Ces parcs avaient de grands étangs, mais les lotus et les nénuphars les ont recouverts. Dans l’un d’eux une île rocheuse et un kiosque ont disparu sous une végétation ardente, les toits de faïence bleue sont cachés sous les feuilles. Un autre a gardé son temple sur pilotis. Une raison religieuse avait sans doute poussé un empereur à construire dans ses jardins cette habitation lacustre, souvenir de la vie que menaient ses aïeux. Les pilotis sont des pieux de granit sur lesquels repose le plancher du temple.
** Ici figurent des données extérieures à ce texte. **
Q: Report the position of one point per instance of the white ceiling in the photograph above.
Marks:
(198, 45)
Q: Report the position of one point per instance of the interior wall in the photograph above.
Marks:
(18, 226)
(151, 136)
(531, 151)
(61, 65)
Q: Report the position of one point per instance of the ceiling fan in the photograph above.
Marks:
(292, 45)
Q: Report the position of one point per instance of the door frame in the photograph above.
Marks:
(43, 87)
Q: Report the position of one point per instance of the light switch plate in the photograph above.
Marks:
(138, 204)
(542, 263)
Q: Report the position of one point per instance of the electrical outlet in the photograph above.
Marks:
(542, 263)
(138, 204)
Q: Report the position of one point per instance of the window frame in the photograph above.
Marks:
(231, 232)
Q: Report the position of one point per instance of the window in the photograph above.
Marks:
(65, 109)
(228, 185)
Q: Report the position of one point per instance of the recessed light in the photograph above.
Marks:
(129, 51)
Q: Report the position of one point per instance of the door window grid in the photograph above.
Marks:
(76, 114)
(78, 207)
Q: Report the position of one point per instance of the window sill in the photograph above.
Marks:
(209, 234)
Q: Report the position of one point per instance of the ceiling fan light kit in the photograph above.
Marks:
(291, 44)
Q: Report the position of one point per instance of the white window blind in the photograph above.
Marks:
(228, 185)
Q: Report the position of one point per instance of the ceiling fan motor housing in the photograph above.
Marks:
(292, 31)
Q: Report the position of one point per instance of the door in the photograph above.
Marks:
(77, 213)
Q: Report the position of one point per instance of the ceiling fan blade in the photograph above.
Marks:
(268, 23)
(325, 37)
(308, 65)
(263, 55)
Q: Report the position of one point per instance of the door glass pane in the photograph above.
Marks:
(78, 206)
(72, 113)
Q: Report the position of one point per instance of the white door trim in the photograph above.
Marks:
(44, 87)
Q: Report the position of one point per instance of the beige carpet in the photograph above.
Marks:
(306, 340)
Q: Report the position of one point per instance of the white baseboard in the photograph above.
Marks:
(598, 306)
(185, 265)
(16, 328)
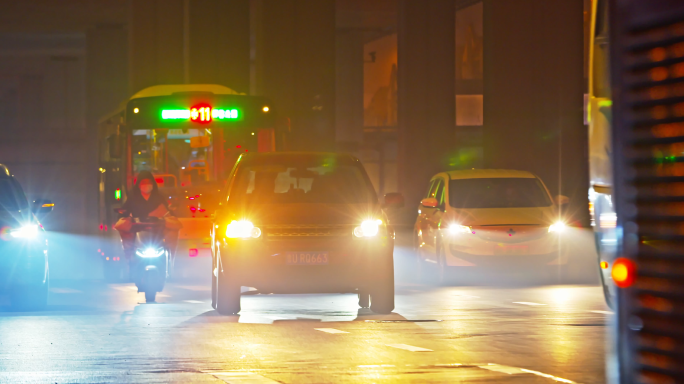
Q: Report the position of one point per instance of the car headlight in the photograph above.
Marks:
(455, 229)
(557, 227)
(26, 232)
(150, 252)
(368, 228)
(242, 229)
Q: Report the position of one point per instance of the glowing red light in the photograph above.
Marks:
(201, 113)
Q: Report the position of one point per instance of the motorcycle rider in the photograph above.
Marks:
(145, 200)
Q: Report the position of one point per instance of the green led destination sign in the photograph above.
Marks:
(200, 114)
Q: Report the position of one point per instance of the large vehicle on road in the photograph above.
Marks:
(302, 222)
(189, 137)
(490, 219)
(644, 130)
(24, 271)
(601, 204)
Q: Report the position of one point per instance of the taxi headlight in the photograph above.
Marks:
(368, 228)
(557, 227)
(455, 229)
(26, 232)
(243, 229)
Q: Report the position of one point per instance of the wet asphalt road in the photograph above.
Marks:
(515, 332)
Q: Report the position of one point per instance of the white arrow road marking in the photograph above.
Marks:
(516, 371)
(241, 378)
(330, 330)
(409, 347)
(604, 312)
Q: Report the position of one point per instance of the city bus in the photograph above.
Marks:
(599, 108)
(637, 163)
(189, 137)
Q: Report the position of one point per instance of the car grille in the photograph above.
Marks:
(277, 232)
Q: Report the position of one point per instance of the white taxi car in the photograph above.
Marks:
(491, 218)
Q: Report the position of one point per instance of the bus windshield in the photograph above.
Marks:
(176, 157)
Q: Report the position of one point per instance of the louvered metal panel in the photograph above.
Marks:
(647, 48)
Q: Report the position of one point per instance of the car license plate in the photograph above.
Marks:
(306, 258)
(512, 250)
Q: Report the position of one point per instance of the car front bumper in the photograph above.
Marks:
(351, 263)
(470, 251)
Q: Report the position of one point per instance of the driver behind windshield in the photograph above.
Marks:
(145, 200)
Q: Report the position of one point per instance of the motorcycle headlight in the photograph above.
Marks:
(26, 232)
(455, 229)
(242, 229)
(557, 227)
(150, 252)
(368, 228)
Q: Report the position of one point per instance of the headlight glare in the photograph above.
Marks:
(368, 228)
(242, 229)
(150, 252)
(455, 229)
(557, 227)
(26, 232)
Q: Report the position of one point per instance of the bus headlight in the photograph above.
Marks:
(243, 229)
(26, 232)
(557, 227)
(368, 228)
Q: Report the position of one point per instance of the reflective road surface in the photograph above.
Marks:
(492, 332)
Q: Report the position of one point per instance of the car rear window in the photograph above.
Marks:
(498, 193)
(302, 180)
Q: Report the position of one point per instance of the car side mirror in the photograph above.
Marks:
(429, 202)
(394, 200)
(115, 147)
(42, 206)
(561, 200)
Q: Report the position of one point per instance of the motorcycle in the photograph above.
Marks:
(149, 267)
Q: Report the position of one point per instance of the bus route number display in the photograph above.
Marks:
(200, 114)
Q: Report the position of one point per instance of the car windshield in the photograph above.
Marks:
(302, 180)
(11, 196)
(498, 193)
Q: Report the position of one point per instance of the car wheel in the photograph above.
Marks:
(227, 293)
(382, 292)
(29, 297)
(364, 299)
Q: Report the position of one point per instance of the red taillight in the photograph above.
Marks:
(623, 272)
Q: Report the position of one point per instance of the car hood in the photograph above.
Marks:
(299, 214)
(505, 216)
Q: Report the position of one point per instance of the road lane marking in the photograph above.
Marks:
(604, 312)
(409, 347)
(125, 288)
(241, 378)
(330, 330)
(198, 288)
(517, 371)
(64, 290)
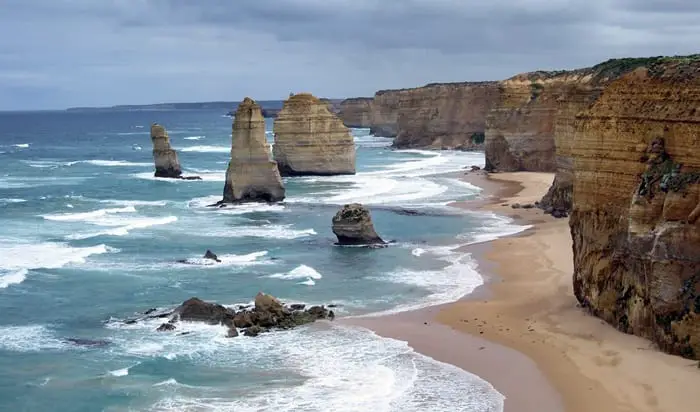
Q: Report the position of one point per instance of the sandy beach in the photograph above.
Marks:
(524, 332)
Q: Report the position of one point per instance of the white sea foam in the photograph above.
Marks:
(134, 202)
(231, 260)
(127, 225)
(113, 163)
(122, 372)
(340, 369)
(209, 175)
(12, 278)
(47, 255)
(11, 200)
(131, 133)
(417, 252)
(151, 176)
(29, 338)
(205, 202)
(492, 226)
(268, 231)
(415, 182)
(88, 216)
(207, 149)
(300, 272)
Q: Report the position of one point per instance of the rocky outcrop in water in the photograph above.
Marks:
(352, 225)
(636, 202)
(165, 158)
(310, 140)
(268, 313)
(251, 175)
(435, 116)
(356, 112)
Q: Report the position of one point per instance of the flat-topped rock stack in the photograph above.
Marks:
(310, 140)
(164, 157)
(251, 175)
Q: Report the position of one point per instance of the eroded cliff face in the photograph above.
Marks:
(446, 116)
(310, 140)
(521, 129)
(356, 112)
(164, 156)
(251, 176)
(636, 203)
(435, 116)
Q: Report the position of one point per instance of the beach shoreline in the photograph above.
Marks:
(523, 332)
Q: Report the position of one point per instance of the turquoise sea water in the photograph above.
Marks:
(88, 237)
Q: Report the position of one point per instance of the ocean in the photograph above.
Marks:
(89, 238)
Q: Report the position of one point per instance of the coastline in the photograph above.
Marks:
(523, 332)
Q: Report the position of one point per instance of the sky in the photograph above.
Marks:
(63, 53)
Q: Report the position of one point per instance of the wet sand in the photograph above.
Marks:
(524, 332)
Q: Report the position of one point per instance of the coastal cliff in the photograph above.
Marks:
(636, 202)
(251, 176)
(164, 156)
(356, 112)
(310, 140)
(435, 116)
(522, 128)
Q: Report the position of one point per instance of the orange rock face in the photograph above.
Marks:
(436, 116)
(636, 202)
(356, 112)
(521, 129)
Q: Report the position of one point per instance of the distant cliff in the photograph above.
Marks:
(356, 112)
(636, 201)
(435, 116)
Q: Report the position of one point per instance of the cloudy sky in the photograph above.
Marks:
(60, 53)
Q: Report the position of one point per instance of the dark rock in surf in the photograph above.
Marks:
(211, 255)
(88, 342)
(166, 327)
(352, 225)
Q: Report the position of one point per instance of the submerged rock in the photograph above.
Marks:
(88, 342)
(211, 255)
(268, 313)
(311, 140)
(251, 175)
(352, 225)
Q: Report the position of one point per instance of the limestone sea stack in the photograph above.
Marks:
(165, 158)
(310, 140)
(251, 175)
(352, 225)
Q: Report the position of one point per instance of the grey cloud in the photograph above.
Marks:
(76, 52)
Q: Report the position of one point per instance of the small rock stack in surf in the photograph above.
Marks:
(251, 175)
(165, 158)
(311, 140)
(352, 225)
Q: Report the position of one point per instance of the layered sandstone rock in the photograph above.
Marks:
(356, 112)
(520, 132)
(435, 116)
(352, 225)
(164, 157)
(310, 140)
(251, 176)
(636, 202)
(446, 116)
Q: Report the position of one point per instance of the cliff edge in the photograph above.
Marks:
(310, 140)
(636, 202)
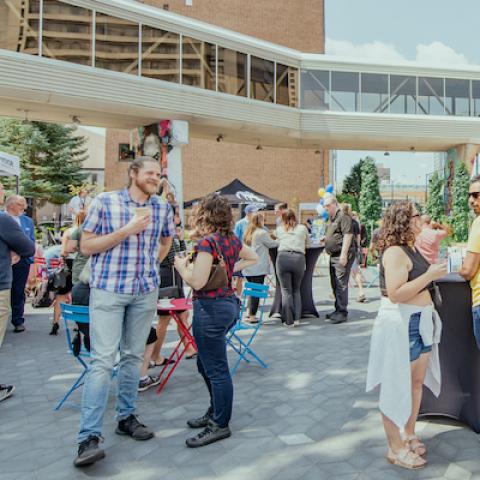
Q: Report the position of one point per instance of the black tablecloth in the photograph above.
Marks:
(459, 358)
(308, 305)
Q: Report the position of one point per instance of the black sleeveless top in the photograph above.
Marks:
(420, 266)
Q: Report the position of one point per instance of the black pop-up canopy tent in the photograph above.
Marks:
(238, 194)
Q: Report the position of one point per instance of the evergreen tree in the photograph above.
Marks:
(370, 199)
(51, 156)
(460, 214)
(435, 203)
(352, 184)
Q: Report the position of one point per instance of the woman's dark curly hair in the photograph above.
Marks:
(396, 226)
(213, 215)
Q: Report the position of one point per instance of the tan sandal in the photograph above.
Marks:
(405, 458)
(415, 445)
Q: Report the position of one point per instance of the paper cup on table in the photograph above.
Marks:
(142, 211)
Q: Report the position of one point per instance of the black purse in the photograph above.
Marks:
(57, 280)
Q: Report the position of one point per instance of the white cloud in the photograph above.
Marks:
(435, 53)
(440, 54)
(373, 50)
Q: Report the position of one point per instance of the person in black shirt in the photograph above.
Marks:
(340, 246)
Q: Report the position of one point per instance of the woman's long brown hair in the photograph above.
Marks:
(396, 226)
(289, 219)
(213, 215)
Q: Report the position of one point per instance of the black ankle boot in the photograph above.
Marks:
(212, 433)
(201, 422)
Telle est encore la maison des Ghiliaks, au bord de l’Amour : cette ressemblance n’est peut-être pas un hasard, si l’on admet que les Coréens ont du sang sibérien dans les veines.
La plus grande beauté de ces résidences était dans la vue de la montagne, toujours présente à l’empereur. Il n’avait qu’à lever les yeux et entre les fûts téméraires des grands pins il apercevait ce pic décharné, la « Crête de Coq », le Pou-Kan, sa vieille citadelle, le rempart de Séoul, dont la fière silhouette l’invitait à l’héroïsme.
C’est pourtant sous ces ombrages que s’est commis un meurtre infâme. Ces vieux arbres ont vu fuir éperdues, une impératrice, ses dames d’honneur et ses servantes qu’une bande d’assassins japonais poursuivaient dans la nuit. Les bourreaux firent bien leur besogne : pas une femme n’échappa et l’orgueilleuse fille des Ming qui aimait son pays et voulait le défendre contre l’envahisseur fut abattue sur une de ces pelouses, tandis que l’empereur et sa garde s’enfuyaient du palais pour n’y plus revenir.